10. Hot Hot Heat
Okay, well you've probably heard of these guys. They're the guys responsible for two great albums, Make Up The Breakdown and Elevator, and one kinda-really-only-okay album, Happiness Ltd. These guys would be higher on the list, if it wasn't for that last album.
9. Pony Up!
Sure they've only got one album under their belt (2006's Make Love to the Judges with Your Eyes), but to be fair, it's a pretty strong start. And if you don't like The Truth About Cats and Dogs, congratulations! You're dead to me.
A rapper from Halifax? Sure, why the fuck not. To be honest, he isn't that bad, actually. Despite some lyrics that border on completely dumb-fucked, he's really good.
If you a fan of screamo, you're probably (or at least should be) well acquainted with Alexisonfire. Blame it on my high concentration of emo friends (I'm the perky one. I'm a shitty emo!), but they've grown on me. This is what you listen to when you're about to punch someone's face in.
6. City And Colour
...AKA, Dallas Green, the actual singing part of Alexisonfire. Despite what you might think, no this one isn't another screamo. It's like the male version of Feist, if you want to know. Folky, guitar driven rock. Need I say more?
5. Bif Naked
Oh my god, remember Bif Naked? Hand to god, the best kept secret of the 90's. I mean c'mon, she had tattoos and guitars and banshee death wails for Christs sakes, how the hell did everyone forget her and gibe the Spice Girls a comeback tour?
4. Magneta Lane
If you watch the L Word, you've probably heard their song, The Constant Lover. And if not, it's about time you did. and while you're at it, you should pick up a copy of Dancing With Daggers. Why? Because you just should.
I have absolutely no problem with saying that Wikked Lil' Grrrls is one of my favourite albums. How it didn't get higher reviews is beyond me. Seriosuly, did everyone sniff glue before they heard it? What the crap. Anyways, if you haven't picked up one of her albums yet, now would be an excellent time to fix that.
2. Emily Haines
Okay, I know. You've heard of Broken Social Scene. You've heard of Metric. But have you heard her solo project? Knives Don't Have Your Back is, to the best of my knowledge, one of the best albums ever made. The entire album is piano driven, the vocals haunting echoes, and the lyrics poetic. You're nothing without this album.
1. Sam Roberts
You know what Sam Roberts is?
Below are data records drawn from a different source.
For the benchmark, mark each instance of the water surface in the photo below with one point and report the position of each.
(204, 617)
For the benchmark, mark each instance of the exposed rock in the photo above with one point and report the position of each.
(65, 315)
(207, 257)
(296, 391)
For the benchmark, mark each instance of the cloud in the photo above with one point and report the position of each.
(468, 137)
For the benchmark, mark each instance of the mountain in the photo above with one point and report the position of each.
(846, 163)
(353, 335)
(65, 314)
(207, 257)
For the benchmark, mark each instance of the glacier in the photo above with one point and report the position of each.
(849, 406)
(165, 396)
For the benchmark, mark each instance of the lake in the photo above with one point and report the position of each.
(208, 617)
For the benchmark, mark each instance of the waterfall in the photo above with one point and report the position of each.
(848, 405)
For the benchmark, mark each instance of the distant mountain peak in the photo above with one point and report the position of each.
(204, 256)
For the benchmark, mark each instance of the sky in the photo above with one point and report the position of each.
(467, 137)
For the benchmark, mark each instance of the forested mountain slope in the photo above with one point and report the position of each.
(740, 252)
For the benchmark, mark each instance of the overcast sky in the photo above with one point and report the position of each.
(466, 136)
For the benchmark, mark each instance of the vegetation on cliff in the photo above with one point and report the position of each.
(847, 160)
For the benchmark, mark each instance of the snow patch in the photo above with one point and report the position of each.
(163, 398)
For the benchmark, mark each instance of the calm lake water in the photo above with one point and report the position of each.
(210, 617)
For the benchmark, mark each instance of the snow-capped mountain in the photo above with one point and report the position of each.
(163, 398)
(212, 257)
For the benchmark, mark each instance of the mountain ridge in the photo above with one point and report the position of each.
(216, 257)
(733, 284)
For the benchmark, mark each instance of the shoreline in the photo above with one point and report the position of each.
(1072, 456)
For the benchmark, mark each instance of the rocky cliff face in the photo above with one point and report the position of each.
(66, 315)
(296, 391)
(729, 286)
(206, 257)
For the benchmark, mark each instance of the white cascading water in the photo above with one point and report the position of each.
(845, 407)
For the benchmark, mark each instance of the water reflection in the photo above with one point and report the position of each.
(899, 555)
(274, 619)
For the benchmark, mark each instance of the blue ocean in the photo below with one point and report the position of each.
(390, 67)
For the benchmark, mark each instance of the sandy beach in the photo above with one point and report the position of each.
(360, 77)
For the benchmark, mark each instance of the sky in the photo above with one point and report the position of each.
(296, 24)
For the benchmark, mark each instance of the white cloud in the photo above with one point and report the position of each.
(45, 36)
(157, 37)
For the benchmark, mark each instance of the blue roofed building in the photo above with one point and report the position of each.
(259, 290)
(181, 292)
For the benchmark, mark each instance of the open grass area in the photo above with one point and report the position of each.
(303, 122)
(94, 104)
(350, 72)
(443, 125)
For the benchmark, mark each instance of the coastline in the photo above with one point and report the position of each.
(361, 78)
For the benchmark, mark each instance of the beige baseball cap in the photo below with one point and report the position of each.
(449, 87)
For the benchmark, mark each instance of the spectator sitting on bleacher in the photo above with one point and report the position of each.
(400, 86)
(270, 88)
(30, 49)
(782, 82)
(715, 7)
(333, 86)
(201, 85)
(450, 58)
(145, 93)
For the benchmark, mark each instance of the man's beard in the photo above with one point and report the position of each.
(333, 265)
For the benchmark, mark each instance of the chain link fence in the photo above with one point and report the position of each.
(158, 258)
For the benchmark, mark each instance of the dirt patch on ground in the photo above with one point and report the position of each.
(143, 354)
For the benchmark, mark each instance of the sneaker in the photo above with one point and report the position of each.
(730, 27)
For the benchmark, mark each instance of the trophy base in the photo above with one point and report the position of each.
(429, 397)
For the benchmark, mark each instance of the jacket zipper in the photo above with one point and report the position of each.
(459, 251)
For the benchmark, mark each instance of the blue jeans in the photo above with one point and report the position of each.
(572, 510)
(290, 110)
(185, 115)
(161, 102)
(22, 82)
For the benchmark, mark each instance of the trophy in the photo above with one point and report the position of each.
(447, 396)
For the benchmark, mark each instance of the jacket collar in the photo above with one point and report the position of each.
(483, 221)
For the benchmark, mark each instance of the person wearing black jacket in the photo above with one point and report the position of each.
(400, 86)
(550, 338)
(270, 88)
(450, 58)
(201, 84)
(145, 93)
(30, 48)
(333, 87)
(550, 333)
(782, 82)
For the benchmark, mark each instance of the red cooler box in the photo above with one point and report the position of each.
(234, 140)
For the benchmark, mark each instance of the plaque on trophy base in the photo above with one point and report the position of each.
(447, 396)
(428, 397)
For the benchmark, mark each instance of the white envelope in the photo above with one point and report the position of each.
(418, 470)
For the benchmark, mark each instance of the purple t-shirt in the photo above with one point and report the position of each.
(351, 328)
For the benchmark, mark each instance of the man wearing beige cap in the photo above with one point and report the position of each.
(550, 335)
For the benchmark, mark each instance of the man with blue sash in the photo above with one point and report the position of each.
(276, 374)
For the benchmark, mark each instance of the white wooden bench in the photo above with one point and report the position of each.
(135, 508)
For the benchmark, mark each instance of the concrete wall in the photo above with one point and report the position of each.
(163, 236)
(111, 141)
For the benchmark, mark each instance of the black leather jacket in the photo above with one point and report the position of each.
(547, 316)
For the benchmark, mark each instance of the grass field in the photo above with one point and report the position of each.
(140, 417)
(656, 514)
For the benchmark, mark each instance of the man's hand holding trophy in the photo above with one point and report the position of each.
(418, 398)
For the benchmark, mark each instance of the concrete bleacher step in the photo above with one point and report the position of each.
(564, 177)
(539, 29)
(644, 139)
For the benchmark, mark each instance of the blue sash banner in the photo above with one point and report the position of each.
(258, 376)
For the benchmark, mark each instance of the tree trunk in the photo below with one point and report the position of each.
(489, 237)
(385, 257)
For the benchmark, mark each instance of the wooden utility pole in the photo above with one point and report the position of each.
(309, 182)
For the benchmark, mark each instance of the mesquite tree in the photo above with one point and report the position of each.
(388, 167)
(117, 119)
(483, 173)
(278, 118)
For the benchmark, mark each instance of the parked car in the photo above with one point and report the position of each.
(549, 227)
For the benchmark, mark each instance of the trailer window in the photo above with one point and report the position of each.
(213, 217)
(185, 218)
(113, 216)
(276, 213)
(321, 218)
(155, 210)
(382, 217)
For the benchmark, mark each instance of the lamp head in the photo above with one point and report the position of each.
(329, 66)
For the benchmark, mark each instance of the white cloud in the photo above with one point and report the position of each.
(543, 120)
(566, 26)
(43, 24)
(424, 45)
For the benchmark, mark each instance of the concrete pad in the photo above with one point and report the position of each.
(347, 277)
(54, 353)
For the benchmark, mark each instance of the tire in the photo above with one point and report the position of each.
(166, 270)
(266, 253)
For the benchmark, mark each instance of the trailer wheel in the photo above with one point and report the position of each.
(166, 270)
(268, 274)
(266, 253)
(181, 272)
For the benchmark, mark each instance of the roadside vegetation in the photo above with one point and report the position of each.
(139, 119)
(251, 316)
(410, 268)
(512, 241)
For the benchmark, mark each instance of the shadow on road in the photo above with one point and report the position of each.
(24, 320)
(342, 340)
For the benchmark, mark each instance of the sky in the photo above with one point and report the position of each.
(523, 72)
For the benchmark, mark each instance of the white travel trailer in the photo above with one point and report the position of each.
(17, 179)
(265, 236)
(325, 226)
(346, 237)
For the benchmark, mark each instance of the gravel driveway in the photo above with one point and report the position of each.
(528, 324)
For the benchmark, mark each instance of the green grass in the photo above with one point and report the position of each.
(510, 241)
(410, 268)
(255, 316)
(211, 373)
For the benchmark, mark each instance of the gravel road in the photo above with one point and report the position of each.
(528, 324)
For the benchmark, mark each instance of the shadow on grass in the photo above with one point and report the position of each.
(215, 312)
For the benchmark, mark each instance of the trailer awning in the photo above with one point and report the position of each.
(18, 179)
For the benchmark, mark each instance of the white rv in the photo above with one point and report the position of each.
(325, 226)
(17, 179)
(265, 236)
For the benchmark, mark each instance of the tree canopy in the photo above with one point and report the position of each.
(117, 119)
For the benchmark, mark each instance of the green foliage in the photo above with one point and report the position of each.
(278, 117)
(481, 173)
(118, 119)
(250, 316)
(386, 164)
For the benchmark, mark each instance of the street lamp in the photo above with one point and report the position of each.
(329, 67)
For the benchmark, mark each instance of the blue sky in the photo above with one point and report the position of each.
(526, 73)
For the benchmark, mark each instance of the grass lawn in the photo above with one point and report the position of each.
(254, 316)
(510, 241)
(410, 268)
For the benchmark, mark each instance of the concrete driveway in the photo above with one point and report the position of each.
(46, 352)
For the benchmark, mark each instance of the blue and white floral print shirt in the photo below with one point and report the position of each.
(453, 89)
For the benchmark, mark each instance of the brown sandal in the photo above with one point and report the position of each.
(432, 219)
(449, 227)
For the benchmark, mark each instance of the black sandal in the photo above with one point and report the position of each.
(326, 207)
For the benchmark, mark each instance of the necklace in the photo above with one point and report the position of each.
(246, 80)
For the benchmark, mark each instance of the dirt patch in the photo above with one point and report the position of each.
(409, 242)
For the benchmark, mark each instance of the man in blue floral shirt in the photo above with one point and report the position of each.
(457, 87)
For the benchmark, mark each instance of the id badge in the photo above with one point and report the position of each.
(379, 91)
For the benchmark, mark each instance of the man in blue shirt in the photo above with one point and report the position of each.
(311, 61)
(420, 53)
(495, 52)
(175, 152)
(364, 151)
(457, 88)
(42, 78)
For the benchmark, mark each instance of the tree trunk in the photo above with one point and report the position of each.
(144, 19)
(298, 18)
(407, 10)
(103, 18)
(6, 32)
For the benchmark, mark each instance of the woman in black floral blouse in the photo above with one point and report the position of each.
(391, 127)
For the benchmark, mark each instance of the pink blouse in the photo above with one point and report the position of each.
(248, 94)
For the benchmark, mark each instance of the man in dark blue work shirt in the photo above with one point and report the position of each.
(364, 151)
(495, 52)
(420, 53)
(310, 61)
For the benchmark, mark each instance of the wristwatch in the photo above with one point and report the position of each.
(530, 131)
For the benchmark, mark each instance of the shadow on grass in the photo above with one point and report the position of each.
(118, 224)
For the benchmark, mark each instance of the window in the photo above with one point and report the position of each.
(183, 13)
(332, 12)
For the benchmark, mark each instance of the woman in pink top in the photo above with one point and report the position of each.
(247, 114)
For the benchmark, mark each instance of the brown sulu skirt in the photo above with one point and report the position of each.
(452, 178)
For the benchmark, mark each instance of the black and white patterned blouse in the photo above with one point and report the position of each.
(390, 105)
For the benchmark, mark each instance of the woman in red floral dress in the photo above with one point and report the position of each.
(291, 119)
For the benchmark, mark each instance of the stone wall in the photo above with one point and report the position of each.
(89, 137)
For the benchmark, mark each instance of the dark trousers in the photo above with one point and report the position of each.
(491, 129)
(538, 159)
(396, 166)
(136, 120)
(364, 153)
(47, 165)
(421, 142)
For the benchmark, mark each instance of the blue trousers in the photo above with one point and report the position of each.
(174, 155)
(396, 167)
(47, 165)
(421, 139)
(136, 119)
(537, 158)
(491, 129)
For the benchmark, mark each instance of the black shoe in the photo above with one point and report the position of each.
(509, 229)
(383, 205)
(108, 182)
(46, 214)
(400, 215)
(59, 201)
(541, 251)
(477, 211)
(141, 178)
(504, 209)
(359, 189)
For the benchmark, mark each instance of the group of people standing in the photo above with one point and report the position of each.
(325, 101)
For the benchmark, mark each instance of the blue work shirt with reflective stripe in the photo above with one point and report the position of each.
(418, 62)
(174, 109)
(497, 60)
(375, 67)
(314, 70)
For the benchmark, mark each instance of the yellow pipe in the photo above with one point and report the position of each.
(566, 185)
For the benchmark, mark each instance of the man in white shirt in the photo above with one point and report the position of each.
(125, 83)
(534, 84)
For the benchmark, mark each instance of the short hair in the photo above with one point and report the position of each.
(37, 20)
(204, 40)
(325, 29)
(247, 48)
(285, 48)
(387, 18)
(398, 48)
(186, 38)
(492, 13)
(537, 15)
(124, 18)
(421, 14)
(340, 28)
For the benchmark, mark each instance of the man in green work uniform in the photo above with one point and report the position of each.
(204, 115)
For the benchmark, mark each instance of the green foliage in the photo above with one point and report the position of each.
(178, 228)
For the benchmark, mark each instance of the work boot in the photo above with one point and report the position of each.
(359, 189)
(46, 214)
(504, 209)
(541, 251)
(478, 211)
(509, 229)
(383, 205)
It's whiskey drinking, hockey playing, pot smoking, poutine eating, Mountie loving, Keg Standing, Gay Marrying, Tim Hortons eating, Much Music watching, "eh" saying, Healthcare socializing, Molson chugging, Stanley Cup yearning Canadian Music. It also doesn't hurt that he went to the same school as me. Go out and buy all his albums or I'll come to your house and kick you in the shins.